Tahghighi Peyman, Norena Nicole, Ukwatta Eran, Appleby Ryan B, Komeili Amin
University of Guelph, School of Engineering, Guelph, Ontario, Canada.
University of Guelph, Ontario Veterinary College, Department of Clinical Studies, Guelph, Ontario, Canada.
J Med Imaging (Bellingham). 2023 Jul;10(4):044004. doi: 10.1117/1.JMI.10.4.044004. Epub 2023 Jul 25.
Thoracic radiographs are commonly used to evaluate patients with confirmed or suspected thoracic pathology. Proper patient positioning is more challenging in canine and feline radiography than in humans due to less patient cooperation and body shape variation. Improper patient positioning during radiograph acquisition has the potential to lead to a misdiagnosis. Asymmetrical hemithoraces are one of the indications of obliquity for which we propose an automatic classification method.
We propose a hemithoraces segmentation method based on convolutional neural networks and active contours. We utilized the U-Net model to segment the ribs and spine and then utilized active contours to find left and right hemithoraces. We then extracted features from the left and right hemithoraces to train an ensemble classifier, which include support vector machine, gradient boosting, and multi-layer perceptron. Five-fold cross-validation was used, thorax segmentation was evaluated by intersection over union (IoU), and symmetry classification was evaluated using precision, recall, area under curve, and F1 score.
Classification of symmetry for 900 radiographs reported an F1 score of 82.8%. To test the robustness of the proposed thorax segmentation method to underexposure and overexposure, we synthetically corrupted properly exposed radiographs and evaluated results using IoU. The results showed that the model's IoU for underexposure and overexposure dropped by 2.1% and 1.2%, respectively.
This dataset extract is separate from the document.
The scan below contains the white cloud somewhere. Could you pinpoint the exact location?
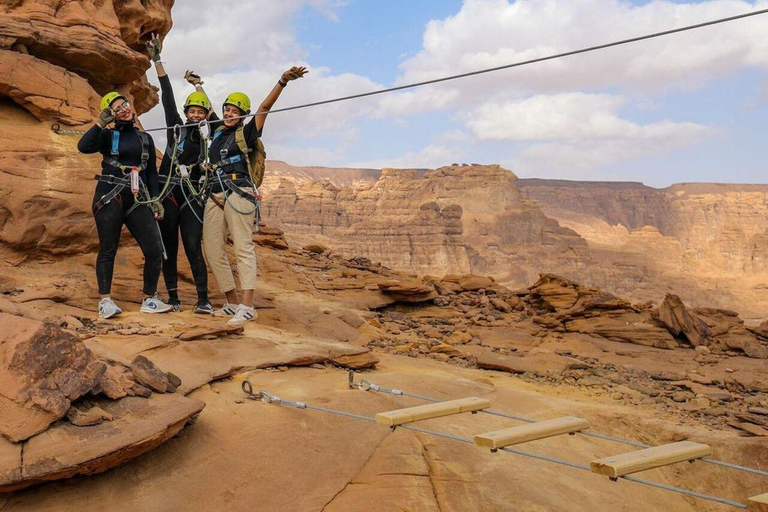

Our results indicate that the proposed thorax segmentation method is robust to poor exposure radiographs. The proposed thorax segmentation method can be applied to human radiography with minimal changes.
胸部X光片常用于评估确诊或疑似胸部病变的患者。由于犬猫在X光摄影时配合度较低且体型各异,因此在犬猫X光摄影中,正确的患者体位摆放比在人类中更具挑战性。在获取X光片时患者体位摆放不当有可能导致误诊。不对称半胸是倾斜的指征之一,针对此我们提出了一种自动分类方法。
我们提出了一种基于卷积神经网络和主动轮廓的半胸分割方法。我们利用U-Net模型分割肋骨和脊柱,然后利用主动轮廓找到左右半胸。然后我们从左右半胸中提取特征来训练一个集成分类器,其中包括支持向量机、梯度提升和多层感知器。采用五折交叉验证,通过交并比(IoU)评估胸部分割,使用精度、召回率、曲线下面积和F1分数评估对称性分类。
对900张X光片的对称性分类报告的F1分数为82.8%。为了测试所提出的胸部分割方法对曝光不足和曝光过度的鲁棒性,我们对正确曝光的X光片进行合成损坏,并使用IoU评估结果。结果表明,该模型在曝光不足和曝光过度情况下的IoU分别下降了2.1%和1.2%。
我们的结果表明,所提出的胸部分割方法对曝光不佳的X光片具有鲁棒性。所提出的胸部分割方法只需进行最小的改动就可应用于人体X光摄影。